風は冷たいが、おだやかな冬の日がつづく。昨日はおもいたって、ひさしぶりに野火止用水を歩く。東大和駅前に自転車を止め、わざわざ西武線で萩山、八坂と乗り換えながら八坂から東大和まで歩く(45分)。すぐ脇を低い小さな流れがある。途中、何ヵ所か、武蔵野の雑木林を保存したエリアが。間伐として切られた木が集められ、枯葉とともに小山を成す。近くに家があって、暖炉があれば、ちょうどいい薪になるのだが。西武国分寺線のフミキリを渡ってすぐのところに、え、こんなところにという感じで懐石料理店が。あとで調べたら、うなぎ・うどん店や、レストランなど高級店が何軒か集まっているみたい。ちょっと立ち寄って腹ごしらえ、というような店ではない。
東大和駅前のビル(ボーリング場やゲームセンター)に初めて入ったが、「TSUTAYA」があり、DVDコーナーに「時間ですよ」が揃っている。これは!と驚く。ここはちょっと遠いので、国立店にあれば、会員になって借りよう。
八坂へ行く電車内で、これから成人の日式典に参加する若者二人と隣り合わせる。「ひと駅で座るかよ」「いいじゃん、空いてんだから」「式、一時間ぐらい?」「そのあと一次会だろう」「いや、おれ、ちょっと気になる娘に、声かけててさ。だから、一次会、出れない」「ほんとかよ。誰だよ」「おまえ、知らないよ」なんて、若い若い会話を盗み聞きする。ぼくは、ちょうど彼らの頃、心にわだかまりがあって、成人の日、式典に参加しなかった。
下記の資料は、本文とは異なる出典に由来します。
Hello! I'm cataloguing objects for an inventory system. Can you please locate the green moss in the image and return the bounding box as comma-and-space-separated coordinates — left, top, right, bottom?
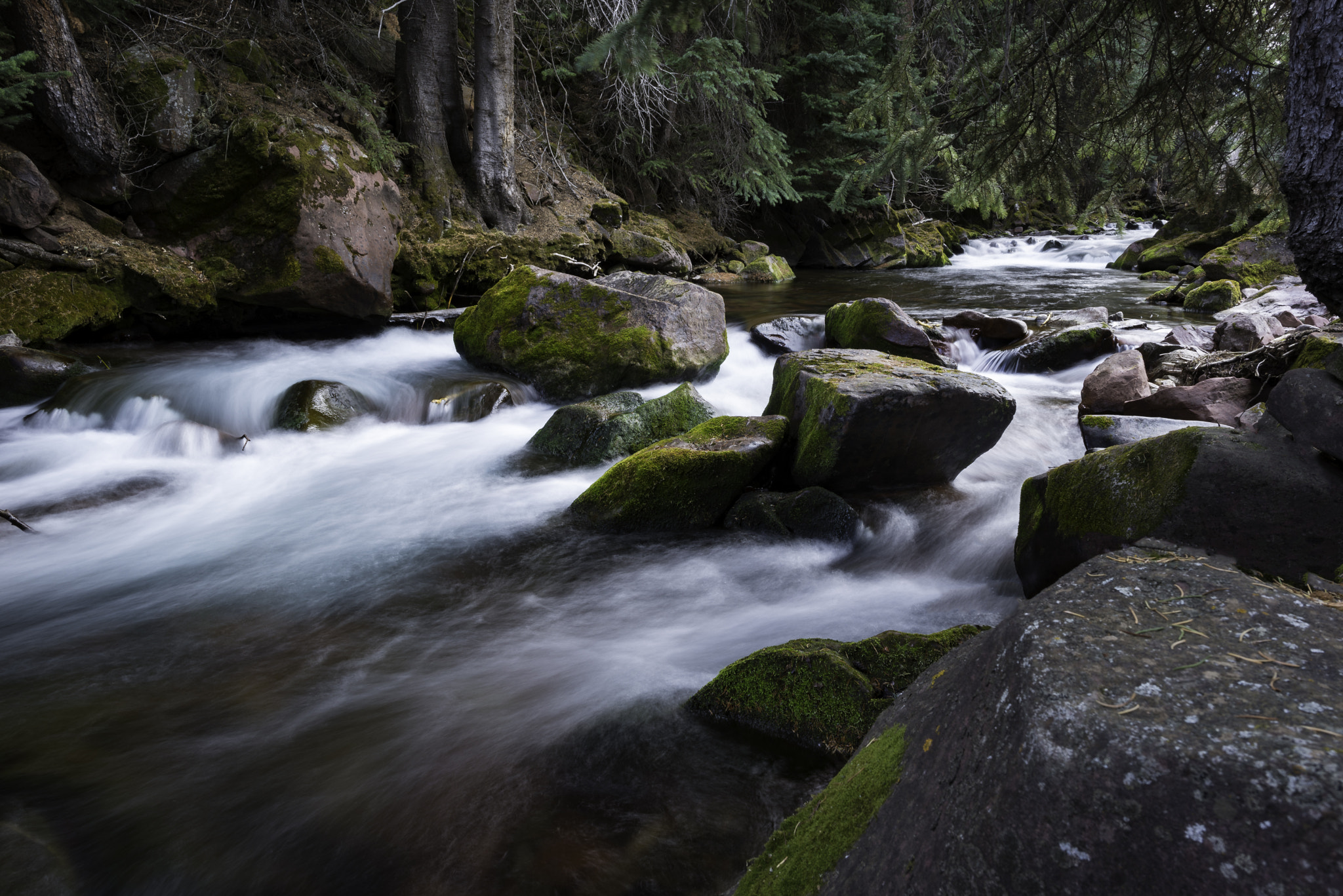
313, 246, 345, 274
734, 726, 905, 896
このあと玉川上水沿い「こもれびの足湯」(満員だった)で三十分ほど、足湯につかりながら『単純な生活』を拾い読む。これが出たのが1989年2月。このとき、まだ阿部昭は生きていたのだ。同年5月に死去。享年54だった。河盛好蔵『回想の本棚』に梶井に関する文章があり、河盛は梶井と同じ時期、三高へ通っている。梶井のことは知らなかったようだが、盟友の中谷のことは知っていた。梶井たちが歩いた吉田町から京極への散歩コースは、河盛もまた歩いたコースだった。こんど、京都へ帰ったら、歩いてみようと思う。河盛は2000年に死去、100近くまで生きていた。梶井が同様に長生きなら、顔を拝むことも可能だったと思うと変な気分だ。長生きした梶井と京都で出会う話を、どこかに書いたのだった。